The maniac who recently hacked his wife to death over a serving of ugali and the speakers of our Parliament are all united in insulting our women.

Official audits of our public sector by the Public Service Commission and the National Gender and Equality Commission show that failure to actualise gender justice defiantly persists and pervades government.

Our parliamentarians have failed to obey the Constitution and take measures to entrench the gender equality principle in the membership of Parliament. The Constitution dictates that this failure can only be cured, upon a determination by the Chief Justice, by the dissolution of Parliament.

All mothers are women. An insult to women is therefore an insult to our mothers. Corruption and misgovernance are therefore serious violations of a cardinal taboo. The negligence by Parliament of the Gender Equality Principle is a particularly rancid instance of this repugnant impunity.

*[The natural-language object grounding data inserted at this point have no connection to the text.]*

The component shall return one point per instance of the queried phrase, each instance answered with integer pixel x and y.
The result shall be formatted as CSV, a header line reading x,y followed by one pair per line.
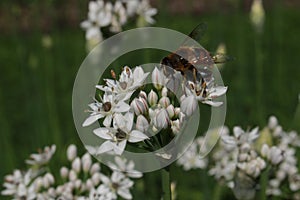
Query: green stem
x,y
166,184
217,192
264,184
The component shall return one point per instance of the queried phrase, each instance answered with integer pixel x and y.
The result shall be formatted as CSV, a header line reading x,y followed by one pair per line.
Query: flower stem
x,y
166,185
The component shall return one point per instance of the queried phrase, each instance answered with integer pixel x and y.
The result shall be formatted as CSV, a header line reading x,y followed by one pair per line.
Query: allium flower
x,y
19,185
158,78
126,167
146,12
205,95
118,136
108,108
240,137
191,158
129,81
42,157
118,184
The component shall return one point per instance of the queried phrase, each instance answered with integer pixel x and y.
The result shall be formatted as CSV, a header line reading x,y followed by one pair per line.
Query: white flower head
x,y
117,184
43,157
108,108
117,137
127,84
126,167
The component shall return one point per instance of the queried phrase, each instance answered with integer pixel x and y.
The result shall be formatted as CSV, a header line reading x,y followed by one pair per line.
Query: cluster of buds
x,y
125,118
103,15
242,160
80,179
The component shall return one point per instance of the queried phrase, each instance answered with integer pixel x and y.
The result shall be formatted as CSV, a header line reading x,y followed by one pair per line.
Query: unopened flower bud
x,y
164,92
76,165
77,183
86,162
152,98
171,111
273,122
139,105
143,94
189,105
64,172
162,119
164,102
96,178
157,78
175,126
71,152
72,175
142,124
95,168
89,184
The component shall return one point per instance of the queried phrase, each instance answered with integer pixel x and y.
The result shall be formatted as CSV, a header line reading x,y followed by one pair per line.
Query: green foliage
x,y
36,86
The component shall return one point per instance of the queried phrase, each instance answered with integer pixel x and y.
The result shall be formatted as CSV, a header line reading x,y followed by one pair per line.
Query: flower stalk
x,y
166,184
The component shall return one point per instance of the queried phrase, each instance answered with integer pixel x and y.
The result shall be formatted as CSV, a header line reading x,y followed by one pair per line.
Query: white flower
x,y
128,82
118,184
204,94
19,185
117,137
146,12
142,124
294,182
273,154
139,106
191,159
161,118
71,152
273,122
158,78
152,98
76,165
240,137
108,108
126,167
164,101
176,126
188,105
43,157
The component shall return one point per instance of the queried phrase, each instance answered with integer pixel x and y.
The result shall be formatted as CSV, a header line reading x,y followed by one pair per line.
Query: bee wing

Instead of the grand tower of Parliament, our leaders have erected a colossal middle finger at the women of Kenya.

This particular insult must be redressed urgently and resolutely by inflicting serious pain to the men and women who snore daily inside Parliamentary chambers as our mothers cry for justice. The petitions are before the Honourable Chief Justice, David Kenani Maraga.

I hope he finds that our mothers have been insulted. I hope he joins us in our bitterness and righteous anger. I actually pray that he sees red, catches major feelings and orders that the delinquent 12th Parliament of the Republic of Kenya stands dissolved.

I also wish that he directs that the misogynistic inscription above the entrance of the chambers, which seems to cast a chauvinistic spell on all who enter, be replaced. Henceforth, it must stop reading: “FOR THE WELFARE OF SOCIETY AND THE JUST GOVERNMENT OF MEN”. Government of men is terribly unjust. Government belongs to, and serves, the people.

To atone for perennially insulting our mothers, two things suffice for a good starting point: A committed return to our National Values and Principles of Governance and the abolition of the 12th Parliament.